Drug Utilization > Drug Price
We know that price is just one part of the drug cost equation. The other part – utilization – has an even greater impact on the total cost that plan sponsors and patients pay.
In fact, prices can be a distraction. Yes, those discounts and rebate guarantees may look good in a spreadsheet. But your plan costs over the coming year will largely be determined outside the spreadsheet, driven by the thousand tiny decisions your PBM will make on your behalf. Will they approve that prior authorization (PA) for cosmetic use of a weight-loss medication? Will they add an overpriced drug to the formulary just to chase a retained rebate on the back end? Will the PBM auto-refill a mail order prescription just a bit earlier than needed to sneak in an extra 90-day delivery at the end of the year?
As a PBM’s hidden profits accumulate, they inevitably influence corporate behavior. Could this be why traditional PBMs who rely on dispensing as a primary source of profit frequently have specialty drug PA approval rates north of 90%? Asking a traditional PBM to serve as a steward of your specialty drug budget is like handing a toddler a bag of candy and asking them to only eat one piece. Left unattended, that bag will be empty in no time, and so will your budget.
The Big Squeeze
The PBM industry is heavily consolidated, both horizontally (three entities control 80% of the PBM market3) as well as vertically (those same three vendors are aligned with the three largest medical carriers). After countless mergers and acquisitions, the largest vendors in the industry face an interesting dilemma: they’ve run out of room to expand their PBM membership, effectively reaching a growth plateau. With no real prospects for material organic membership growth, they’re left trying to figure out how to squeeze more profit from their existing books of business.

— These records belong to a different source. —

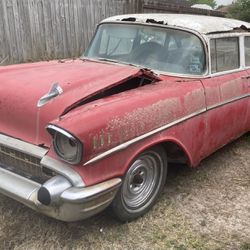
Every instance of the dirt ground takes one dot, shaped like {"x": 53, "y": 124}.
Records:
{"x": 203, "y": 208}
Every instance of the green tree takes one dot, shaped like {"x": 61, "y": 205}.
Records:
{"x": 211, "y": 3}
{"x": 240, "y": 10}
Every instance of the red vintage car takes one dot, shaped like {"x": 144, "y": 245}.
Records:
{"x": 77, "y": 136}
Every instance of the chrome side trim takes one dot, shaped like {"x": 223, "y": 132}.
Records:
{"x": 155, "y": 131}
{"x": 64, "y": 170}
{"x": 139, "y": 138}
{"x": 228, "y": 101}
{"x": 22, "y": 146}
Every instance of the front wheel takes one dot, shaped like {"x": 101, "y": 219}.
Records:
{"x": 142, "y": 185}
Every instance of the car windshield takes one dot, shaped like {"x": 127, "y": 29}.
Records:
{"x": 161, "y": 49}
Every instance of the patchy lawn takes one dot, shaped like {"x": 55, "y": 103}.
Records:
{"x": 204, "y": 208}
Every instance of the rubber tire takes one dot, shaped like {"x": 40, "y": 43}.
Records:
{"x": 118, "y": 207}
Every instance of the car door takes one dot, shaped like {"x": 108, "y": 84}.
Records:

This is where the traditional PBM’s ability to influence price and utilization has really paid dividends. Despite flat or modest membership growth, the PBM divisions of the major carriers have generated tremendous increases in net revenue over the past several years. They’ve managed to expand their profit on the backs of a relatively stable population, but you can only squeeze so much before plan sponsors, patients, and politicians start asking where all the juice is going.
A Turning Point for the Industry…?
2024 might just be the year that this all gets turned on its head. The FTC’s investigation of the largest traditional PBMs is well underway. The Consolidated Appropriations Act and other state and federal disclosure rules have many PBMs squirming. And Congress seems poised to enact fresh legislation to further regulate traditional PBMs.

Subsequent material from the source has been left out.